Kommissar Kugelblitz freut sich auf ein paar unbeschwerte Tage in München, seine Nichte Bonny hat ihn zu Feier ihres 13. Geburtstag eingeladen. Doch schon bald rückt der Geburtstag und Kugelblitzs geplante Auszeit in den Hintergrund. Ronny, Bonnys Vater der ebenfalls bei der Polizei arbeitet, ist einem Ring von Drogenhändlern auf der Spur. Und Kugelblitz trifft zufällig auf einen Verdächtigen, den er schon aus Hamburg kennt. Klar, dass K K da nicht einfach untätig zusehen kann. Und schon steckt er mitten in neuen Ermittlungen…

Ursel Scheffler schreibt in sehr einfachen, kurzen und klar verständlichen Sätzen im Präsens. Das Buch hat ein kleines, handliches Format. Auf der Umschlaginnenseite ist eine Karte mit Münchens wichtigen Sehenswürdigkeiten abgedruckt. Max Walther hat zur Geschichte passende Schwarz-Weiß-Bilder gezeichnet, sie zeigen wichtige Szenen, Personen und Schauplätze.
Kommissar Kugelblitz mit bayrischer Flagge und Gamsbarthut ist auf jeder Seite zu sehen. Die Kapitel enden jeweils mit drei Krimifragen. Die Antwort muss mit der am Lesebändchen befestigten Lupe im Lösungsfeld entschlüsselt werden. Allerdings ist die Lösung nur bei wirklich gutem Licht genau zu erkennen.
Die Schrift ist größer gedruckt, der Zeilenabstand ist etwas weiter. Optisch erinnert der Text an Erstlesebücher, allerdings sind die Kapitel länger als bei Büchern für Leseanfänger. Kinder ab acht Jahren werden die Geschichte sicher schon eigenständig lesen können. Die wenig anspruchsvolle Sprache erleichtert dabei das Verständnis, thematisch ist die Geschichte aber eher für Kinder ab zehn Jahren geeignet. Sehr gut kann ich mir die Reihe auch als Klassenlektüre vorstellen: sie richtet sich auch an schwächere Leser, der Text regt zum gemeinsamen Lesen, Rätseln und Diskutieren an.

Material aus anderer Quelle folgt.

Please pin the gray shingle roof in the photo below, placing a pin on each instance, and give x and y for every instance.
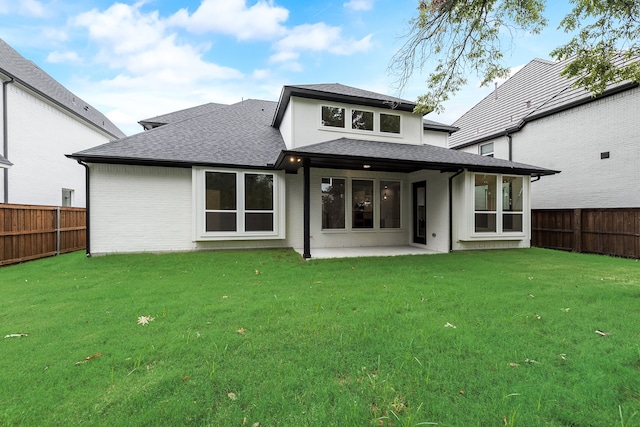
(14, 65)
(336, 92)
(535, 91)
(235, 135)
(415, 156)
(176, 116)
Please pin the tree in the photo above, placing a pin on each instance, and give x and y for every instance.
(461, 37)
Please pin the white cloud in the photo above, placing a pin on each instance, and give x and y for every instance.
(318, 37)
(137, 44)
(62, 57)
(359, 5)
(262, 21)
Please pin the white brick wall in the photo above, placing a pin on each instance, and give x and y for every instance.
(39, 137)
(572, 141)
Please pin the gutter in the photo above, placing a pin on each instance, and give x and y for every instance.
(5, 136)
(87, 203)
(451, 209)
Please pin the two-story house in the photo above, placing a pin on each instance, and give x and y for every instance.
(327, 166)
(41, 121)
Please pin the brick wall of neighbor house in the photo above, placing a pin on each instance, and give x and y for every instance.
(39, 136)
(574, 142)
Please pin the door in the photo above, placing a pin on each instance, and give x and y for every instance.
(420, 212)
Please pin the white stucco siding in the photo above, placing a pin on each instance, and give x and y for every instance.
(439, 139)
(572, 142)
(39, 135)
(140, 209)
(307, 129)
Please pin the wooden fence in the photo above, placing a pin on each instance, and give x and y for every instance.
(599, 231)
(31, 232)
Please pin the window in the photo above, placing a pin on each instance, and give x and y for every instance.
(389, 123)
(494, 213)
(487, 149)
(239, 203)
(333, 116)
(390, 204)
(67, 197)
(512, 203)
(362, 203)
(333, 201)
(362, 120)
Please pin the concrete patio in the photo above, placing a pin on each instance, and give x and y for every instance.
(352, 252)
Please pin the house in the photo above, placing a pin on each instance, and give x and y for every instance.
(537, 117)
(327, 166)
(41, 121)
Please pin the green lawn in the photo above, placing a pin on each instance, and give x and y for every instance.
(245, 337)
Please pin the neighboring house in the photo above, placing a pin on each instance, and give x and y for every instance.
(537, 117)
(326, 166)
(41, 121)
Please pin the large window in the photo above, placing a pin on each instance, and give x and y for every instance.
(495, 212)
(390, 204)
(237, 202)
(333, 203)
(362, 203)
(389, 123)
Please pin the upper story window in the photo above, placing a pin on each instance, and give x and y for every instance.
(486, 149)
(389, 123)
(362, 120)
(333, 116)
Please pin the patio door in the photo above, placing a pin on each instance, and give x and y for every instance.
(419, 215)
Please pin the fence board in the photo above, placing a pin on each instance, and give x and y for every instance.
(601, 231)
(31, 232)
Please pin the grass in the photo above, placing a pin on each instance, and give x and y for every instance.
(239, 338)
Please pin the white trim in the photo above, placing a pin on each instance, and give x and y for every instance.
(199, 217)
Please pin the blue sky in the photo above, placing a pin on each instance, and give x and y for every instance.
(137, 59)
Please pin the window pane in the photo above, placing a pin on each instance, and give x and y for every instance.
(389, 204)
(485, 192)
(389, 123)
(258, 222)
(333, 203)
(512, 193)
(258, 189)
(485, 223)
(333, 116)
(511, 222)
(362, 201)
(220, 191)
(221, 221)
(362, 120)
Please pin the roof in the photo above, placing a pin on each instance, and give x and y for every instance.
(390, 156)
(242, 135)
(177, 116)
(438, 127)
(336, 92)
(237, 135)
(29, 75)
(535, 91)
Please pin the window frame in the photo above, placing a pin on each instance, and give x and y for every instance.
(200, 212)
(499, 210)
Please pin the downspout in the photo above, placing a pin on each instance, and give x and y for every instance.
(87, 211)
(5, 137)
(451, 208)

Alle wichtigen Figuren werden vorne im Buch vorgestellt. Kommissar Kugelblitz sieht recht gemütlich aus, was an seiner Vorliebe für Süßes liegen mag. Aber gemütlich ist KK definitiv nicht. Wenn es um seinen Beruf geht, den er mit großer Leidenschaft ausübt, ist Kugelblitz sehr engagiert und wird sogar in seinem Urlaub aktiv. Kugelblitz schaltet schnell, kombiniert wie kein zweiter, ist findig, kennt die besten Tricks. Er ist ein Kommissar wie aus dem Bilderbuch. Mit seiner wissbegierigen, aufgeweckten Nichte Bonny können sich die jungen Leserinnen und Leser sicher identifizieren. Dass auch Kriminelle und ihr Leben näher beleuchtet werden, finden meine Mitleser und ich reizvoll. Wie die Drahtzieher des Drogenschmuggels agieren, wird interessant dargestellt.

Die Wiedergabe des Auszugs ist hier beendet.